This is a PHP CLI tool that can be utilized to find broken links in a website.
This tool requires composer to manage its dependencies. If you need to install composer, follow their guide.
Installing this tool can be done in several ways.
Option 1: Git
The easiest is to clone form GitHub using the following command:
https://github.com/statonlab/web-crawler.git
Option 2: Download
You can download a copy from the releases section above.
Run the following command within the directory to download dependencies.
composer install
The tool consists of three parts:
- crawler.php: crawls a given url and prints a report of broken links. It also provides a list of all files found in found_files.txt and a list of broken links in broken_links.txt. Example usage below:
# Scan all links found on this page recursively including this page.
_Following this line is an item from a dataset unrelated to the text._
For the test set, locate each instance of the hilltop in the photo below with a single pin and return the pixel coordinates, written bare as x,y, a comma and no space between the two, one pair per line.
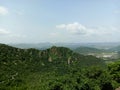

php crawler.php --url https://example.com
# Exclude any pages within the path https://example.com/path/
php crawler.php --url https://example.com --exclude /path/
# Help and Options
php crawler.php --help- sys_crawler.php: Given a list of urls, this script prints unused files that exist in the filesystem but not in the list of given urls. Example usage below:
# Scan all files in /var/www/html and return unused files.
php sys_crawler.php --path /var/www/html < found_files.txt
# Scan all files in /var/www/html but only return results that contain /sites/default/ in their path.
# This allows users to ignore the site's script files such as .php and .html files
# and include only files within the specified directory.
php sys_crawler.php --path /var/www/html --in sites/default/ < found_files.txt
# Help message
php sys_crawler.php --help- exists.php: Given a set of urls and the public path in the filesystem, this script will print a list of files that DO NOT exists in the system. Example usage below:
# Scan /var/www/html for files listed in found_files.txt
php exists.php --input found_files.txt --path /var/www/html/Please report any issues in the GitHub issue tracker.
Contributions are always welcome and appreciated!
This tool is licensed under the Apache 2.0 license. The details of which can be found on the Apache website.
The license notice can be found in the License file.